Die Jahre 1965 bis 1969 - Anfangsjahre

Die Gründung - 28. Dezember 1965

Rückblick eines Gründungsmitgliedes zum 25 Jahr Jubiläum (Auszug)

Eigentlich begann es viel früher. An einem trostlosen Sonntag des Jahres 1960 schaltete ich in meiner Heimatstadt Linz das Radio an: „Sportvorschau...um 14 Uhr beginnt der Länderkampf im Säbelfechten zwischen Ungarn und Österreich in der Halle XY...“.

Ohne je etwas von dieser Sportart gehört zu haben, entschloss ich mich, mir diesen Länderkampf anzusehen. Beeindruckt von diesem Erlebnis, erzählte ich am Montag meinen Stiftenkollegen davon. Ich staunte nicht schlecht, als mir mein Oberstift Werner Vrabic erklärte, er fechte schon seit geraumer Zeit.

Es dauerte dann auch nicht lange und er nahm mich mit ins Training. Obwohl die Methoden noch ganz anders waren als heute – ein halbes Jahr Beinarbeit ohne je eine Waffe in die Hand zu bekommen – war ich hell begeistert. Ein dummer Skiunfall setzte meiner dazumal dreijährigen Fechtlaufbahn jedoch ein unfreiwilliges Ende.

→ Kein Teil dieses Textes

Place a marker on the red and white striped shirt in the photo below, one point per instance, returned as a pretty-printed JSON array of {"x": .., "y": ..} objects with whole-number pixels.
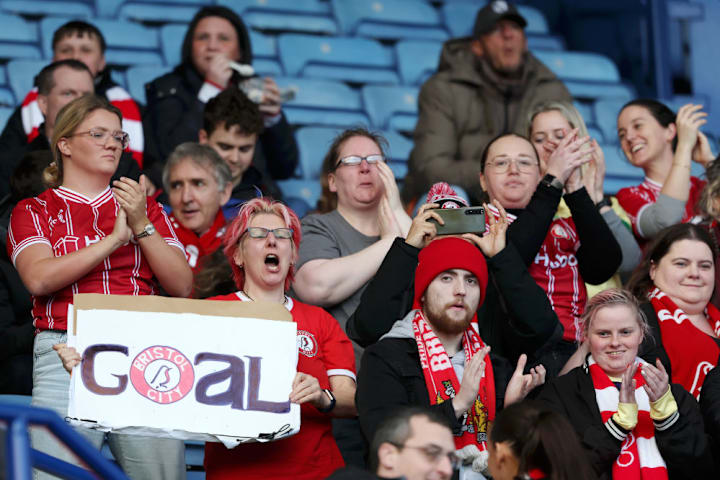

Im April 1964 kam ich endgültig in die Schweiz – nach Küssnacht. Wiederum war mein Erstaunen gross, als ich in einer Ecke der Wohnung meines damaligen Chefs und bis heute gebliebenen Freundes Poldi Mantz, ein Florett stehen sah.

Das kam so: Jahre zuvor wollte Poldi mit einigen Kollegen einen Trip nach Paris unternehmen. Endstation war aber leider schon in Zürich. Neben anderen Angeboten dieser Stadt, reizte sie auch die Anschaffung einer Fechtausrüstung – hatten doch alle schon den einen oder anderen Musketierfilm gesehen. Bald war das Geld aufgebraucht und man trat gezwungenermassen die Heimreise an. In der Folge blieb auch das Fechten auf der Strecke.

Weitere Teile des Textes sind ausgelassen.